The novel unfolds in the first few months after the woman’s son, Nikolai, commits suicide. She grieves; she accepts fresh-baked cookies from neighbors; she picks up her younger son from school. A writer and professor of writing, she turns to books for solace, particularly poetry. Mostly, though, she talks to Nikolai: sometimes by writing, but usually in her head.
The book is not a mystery: the mother doesn’t search for missed clues, or attempt to come to a conclusion about why Nikolai has chosen to end his life. Instead, the two talk to each other as they did in his life, and these conversations, which she describes as a kind of contract that they have both entered into, provide her with solace in the face of his absence. She tries not to dwell sentimentally on the past, nor “recount trifles to the dead” by telling him mundane details of each day. Instead, they discuss the mother’s writing and teaching, and Nikolai’s hobbies: baking, music, knitting.
Still, Nikolai was a teenager, and it’s little surprise that most of their conversations take the form of arguments. In dialogue, Nikolai is frank, quick-witted, stubborn. He enjoys proving his point, and teasing his mother. “No offense,” he says to her, “But your vocabulary isn’t very expansive.” They spar over the use of adjectives—she abhors them; he delights in piling them on one after another—and what we can learn from the etymology of words. A frequent topic is cliché: how it slips into our language despite our best attempts to avoid it. Both mother and son agree that carelessness in speech is harmful yet difficult to avoid, and in much of their conversation, both sides yearn to come to the root of what they mean to say.
Yet they also acknowledge the limitations of language.

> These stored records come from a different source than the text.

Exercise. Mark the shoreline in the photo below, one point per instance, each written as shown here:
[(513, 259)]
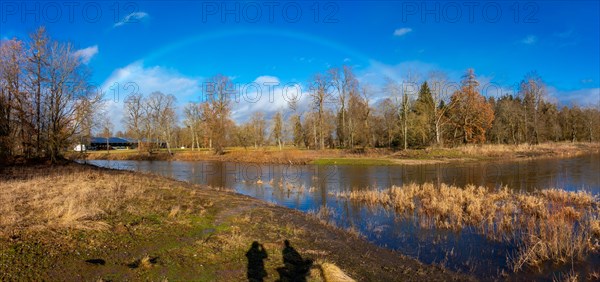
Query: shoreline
[(268, 155), (109, 224)]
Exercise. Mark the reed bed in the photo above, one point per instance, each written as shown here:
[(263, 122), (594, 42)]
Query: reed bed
[(550, 225)]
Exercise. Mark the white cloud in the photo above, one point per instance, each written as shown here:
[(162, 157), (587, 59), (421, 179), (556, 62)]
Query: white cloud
[(581, 97), (132, 18), (86, 54), (267, 94), (529, 40), (135, 77), (402, 31)]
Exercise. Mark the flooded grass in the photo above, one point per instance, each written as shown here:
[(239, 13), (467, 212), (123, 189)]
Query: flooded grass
[(79, 222), (546, 226)]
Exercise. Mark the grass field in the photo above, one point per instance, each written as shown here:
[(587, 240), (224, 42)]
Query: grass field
[(76, 222)]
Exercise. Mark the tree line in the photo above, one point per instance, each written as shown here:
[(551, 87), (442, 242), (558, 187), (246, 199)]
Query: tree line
[(342, 114), (47, 105), (46, 100)]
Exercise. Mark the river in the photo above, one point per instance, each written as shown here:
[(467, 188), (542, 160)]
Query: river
[(310, 188)]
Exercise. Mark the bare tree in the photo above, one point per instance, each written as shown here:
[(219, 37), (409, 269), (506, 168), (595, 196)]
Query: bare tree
[(319, 97), (161, 109), (134, 116), (217, 108), (193, 118), (277, 131)]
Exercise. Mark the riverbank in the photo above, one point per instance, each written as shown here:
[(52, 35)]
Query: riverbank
[(272, 155), (547, 227), (77, 222)]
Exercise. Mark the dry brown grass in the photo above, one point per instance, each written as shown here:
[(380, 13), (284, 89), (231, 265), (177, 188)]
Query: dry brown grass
[(528, 150), (551, 225), (72, 197)]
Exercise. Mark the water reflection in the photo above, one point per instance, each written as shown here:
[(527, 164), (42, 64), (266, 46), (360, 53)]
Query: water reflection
[(310, 187)]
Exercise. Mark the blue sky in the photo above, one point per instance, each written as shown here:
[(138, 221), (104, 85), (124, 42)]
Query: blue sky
[(173, 46)]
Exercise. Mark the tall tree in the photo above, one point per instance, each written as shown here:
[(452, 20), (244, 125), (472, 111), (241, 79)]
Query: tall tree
[(470, 114), (320, 96), (134, 116), (217, 109), (533, 92), (277, 131), (424, 112), (193, 119)]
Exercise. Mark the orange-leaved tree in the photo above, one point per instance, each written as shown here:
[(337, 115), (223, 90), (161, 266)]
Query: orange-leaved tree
[(469, 113)]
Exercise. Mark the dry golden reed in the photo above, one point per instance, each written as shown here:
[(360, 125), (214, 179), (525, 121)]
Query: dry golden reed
[(550, 225)]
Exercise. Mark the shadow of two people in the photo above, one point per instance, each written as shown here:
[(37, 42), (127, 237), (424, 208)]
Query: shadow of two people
[(295, 268)]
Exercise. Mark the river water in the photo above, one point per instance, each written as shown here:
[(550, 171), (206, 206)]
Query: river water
[(309, 188)]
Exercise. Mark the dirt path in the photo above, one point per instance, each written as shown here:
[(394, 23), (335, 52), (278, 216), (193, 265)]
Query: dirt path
[(178, 231)]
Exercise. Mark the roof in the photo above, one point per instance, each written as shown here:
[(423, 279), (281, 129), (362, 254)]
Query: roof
[(119, 140)]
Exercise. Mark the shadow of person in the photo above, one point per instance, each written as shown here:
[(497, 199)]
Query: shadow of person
[(256, 265), (295, 268)]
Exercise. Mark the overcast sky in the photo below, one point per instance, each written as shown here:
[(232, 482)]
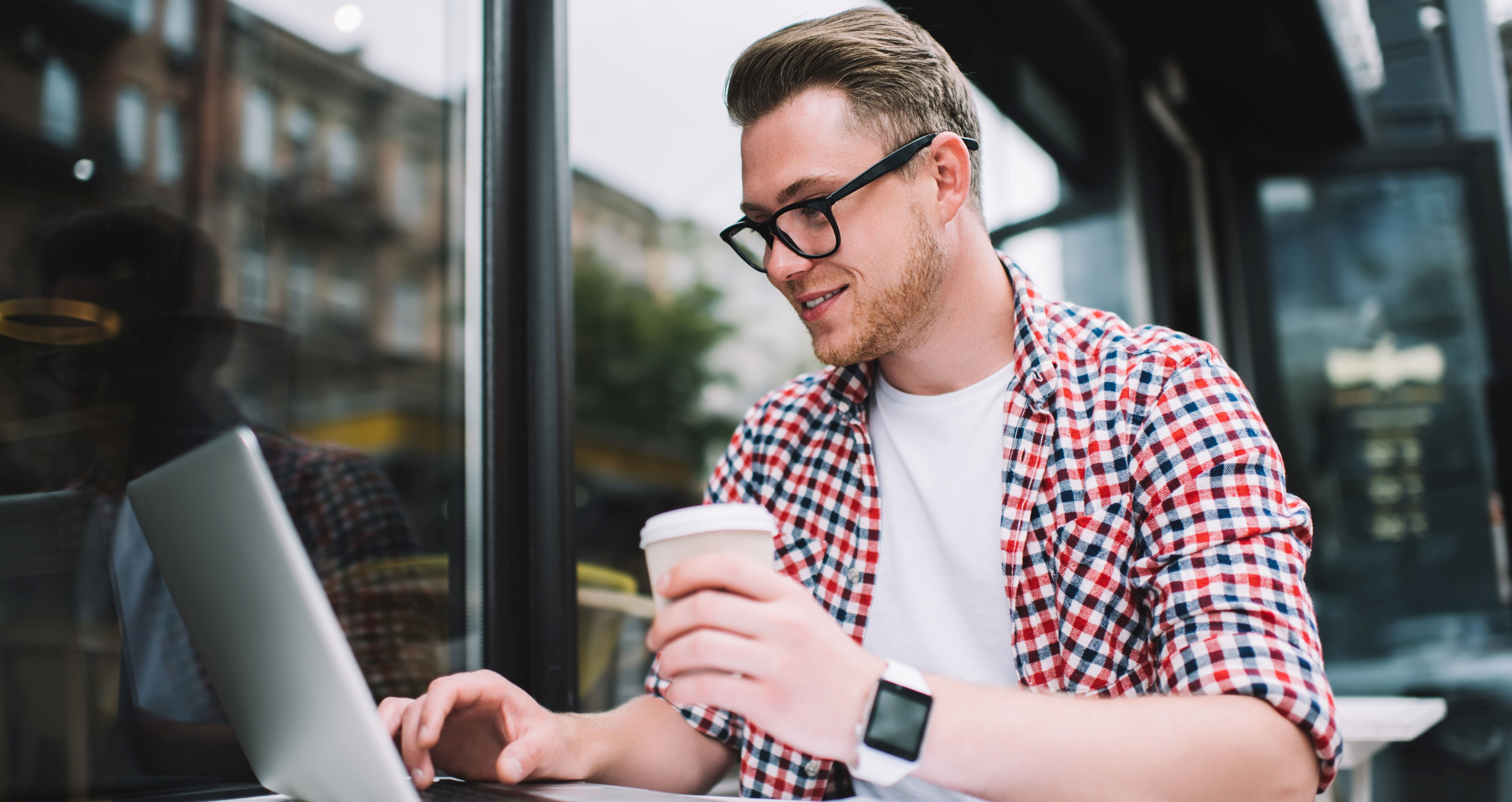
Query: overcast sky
[(646, 82)]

In one instance, they search for a way to describe the space that they occupy when they talk to each other. Nikolai has to make up a new word: he calls it “aftertime.” In another instance, the mother notes that while the word widow exists for someone who has lost their spouse, no such term has been designated for a parent who has lost their child.
Where Reasons End was written in the months after Li lost her son to suicide. It is her third novel, and it follows her 2017 memoir Dear Friend, From My Life I Write To You in Your Life, which recounts her own struggle with depression and attempts at suicide. In both her fiction and memoir, Li’s readers can expect a spare beauty from her prose, fine-tuned metaphors from an author who knows that great care is required to illuminate subjects as thorny and intimate as grief and depression.
Like Li, the mother in Where Reasons End has a reverence for words used well. She has received an outpouring of letters from Nikolai’s friends, and she admires the language they use in their consolation, so much less inhibited than the words of adults: “His friends, when they wrote, did not have to resort to the ready words because of helplessness, awkwardness, or politeness. They wrote from a place in which Nikolai was still one of them…” In this novel about the potency of language and love, Li, too, has crafted a world in which the dead are still with us, if only we reach out and speak to them.
Where Reasons End
By Yiyun Li
Published February 5, 2019
Yiyun Li is the author of five books of fiction and one memoir. She is a native of Beijing and a graduate of the Iowa Writers’ Workshop, and the recipient of many awards, including a PEN/Hemingway Award and a MacArthur Foundation Fellowship. She teaches at Princeton University.